Why does Julia prefix variables and colors with a colon : ?
For example:
iris[:SepalWidth]
plot!(collect(1:10), rand(10), color=:red, label="red")
Why does Julia prefix variables and colors with a colon : ?
For example:
iris[:SepalWidth]
plot!(collect(1:10), rand(10), color=:red, label="red")
That’s the representation for symbols. See Metaprogramming · The Julia Language
Just writing red
would mean the variable red
.
And what would this mean:
iris[SepalWidth]
That depends on whether SepalWidth is defined or not. It would work if it was a variable with value
SepalWidth = :SepalWidth
You can think of symbols as convenient values that have a special role in Julia programs. Presumably here iris
is a dictionary with keys that are symbols.
See also: Symbol (programming) - Wikipedia
I meant if it’s not a variable but a column name.
If the item (SepalWidth
) isn’t recognized as a value (such as integer, string, or a symbol), it will be looked up as a variable name. If the variable doesn’t exist, an error results.

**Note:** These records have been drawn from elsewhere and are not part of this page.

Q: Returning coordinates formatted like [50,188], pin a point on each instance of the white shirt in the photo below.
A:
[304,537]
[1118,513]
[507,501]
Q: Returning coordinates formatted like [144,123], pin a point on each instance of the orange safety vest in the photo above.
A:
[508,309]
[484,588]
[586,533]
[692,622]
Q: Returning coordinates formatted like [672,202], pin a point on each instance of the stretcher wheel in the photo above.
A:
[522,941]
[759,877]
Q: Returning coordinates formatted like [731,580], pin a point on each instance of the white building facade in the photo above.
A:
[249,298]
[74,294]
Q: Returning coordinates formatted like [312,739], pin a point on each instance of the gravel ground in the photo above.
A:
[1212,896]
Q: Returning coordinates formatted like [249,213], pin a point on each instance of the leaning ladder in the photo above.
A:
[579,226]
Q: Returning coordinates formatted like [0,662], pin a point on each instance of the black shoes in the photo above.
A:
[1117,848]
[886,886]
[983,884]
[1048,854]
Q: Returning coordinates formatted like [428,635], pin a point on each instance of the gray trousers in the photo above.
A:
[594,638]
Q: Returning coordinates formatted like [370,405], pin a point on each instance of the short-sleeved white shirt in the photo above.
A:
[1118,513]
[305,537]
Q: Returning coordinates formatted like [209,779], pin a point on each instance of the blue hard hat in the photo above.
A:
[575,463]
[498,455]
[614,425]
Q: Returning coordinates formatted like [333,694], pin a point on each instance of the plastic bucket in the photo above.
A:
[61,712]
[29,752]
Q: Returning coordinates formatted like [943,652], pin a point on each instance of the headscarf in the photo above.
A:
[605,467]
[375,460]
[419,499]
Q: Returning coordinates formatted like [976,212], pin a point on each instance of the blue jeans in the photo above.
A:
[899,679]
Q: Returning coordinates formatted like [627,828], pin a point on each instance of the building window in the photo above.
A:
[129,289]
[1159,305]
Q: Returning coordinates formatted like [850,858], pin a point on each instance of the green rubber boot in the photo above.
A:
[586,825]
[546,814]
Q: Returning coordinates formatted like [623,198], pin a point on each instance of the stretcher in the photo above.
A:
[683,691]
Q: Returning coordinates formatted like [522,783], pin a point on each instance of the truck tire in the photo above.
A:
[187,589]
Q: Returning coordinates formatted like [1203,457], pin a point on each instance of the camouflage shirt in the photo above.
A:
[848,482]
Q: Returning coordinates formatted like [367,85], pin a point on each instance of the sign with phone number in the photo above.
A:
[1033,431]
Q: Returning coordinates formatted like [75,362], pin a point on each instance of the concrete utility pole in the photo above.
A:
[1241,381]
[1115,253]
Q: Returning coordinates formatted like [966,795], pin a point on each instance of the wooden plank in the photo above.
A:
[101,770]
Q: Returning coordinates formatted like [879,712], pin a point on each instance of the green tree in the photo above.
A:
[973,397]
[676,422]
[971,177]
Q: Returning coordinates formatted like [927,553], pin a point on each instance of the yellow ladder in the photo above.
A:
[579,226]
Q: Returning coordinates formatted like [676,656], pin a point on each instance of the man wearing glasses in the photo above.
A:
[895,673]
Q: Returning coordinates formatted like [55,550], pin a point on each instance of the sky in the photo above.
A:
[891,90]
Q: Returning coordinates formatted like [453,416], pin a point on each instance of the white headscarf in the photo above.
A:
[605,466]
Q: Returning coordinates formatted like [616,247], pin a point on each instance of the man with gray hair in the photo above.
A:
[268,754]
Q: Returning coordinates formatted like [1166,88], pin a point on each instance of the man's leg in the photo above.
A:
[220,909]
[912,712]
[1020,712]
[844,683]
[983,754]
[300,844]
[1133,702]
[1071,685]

Note that you can also write iris.SepalWidth
:
julia> iris.SepalWidth
150-element Array{Float64,1}:
3.5
3.0
3.2
3.1
They are actually a nice feature, it’s probably a bit unfortunate that dataframes doesn’t also let you use the more ordinary indexing style with Ints just as easily. I’m pretty sure it is still the case, so it’s tempting to guess it was a design decision
xplot(x,y, c, l) = plot!(x, y, color=Symbol(c), label=String(l));
xplot(collect(1:10), rand(10), "red", :red)
Since column positions can be pretty accidental, I don’t think it is robust practice to use them for indexing in a dataframe.
That is true, but you could easily still opt in by using symbols, and have Ints as a fallback
Add: >?DataFrame
does have a few examples with Integer indexing
Note that
is not correct — it works just fine, see the relevant methods in the source.
I was merely pointing out that while it works for DataFrames, I don’t think it is good practice for working with data. Merely regenerating data with a slightly different column order or an extra column can break code very easily.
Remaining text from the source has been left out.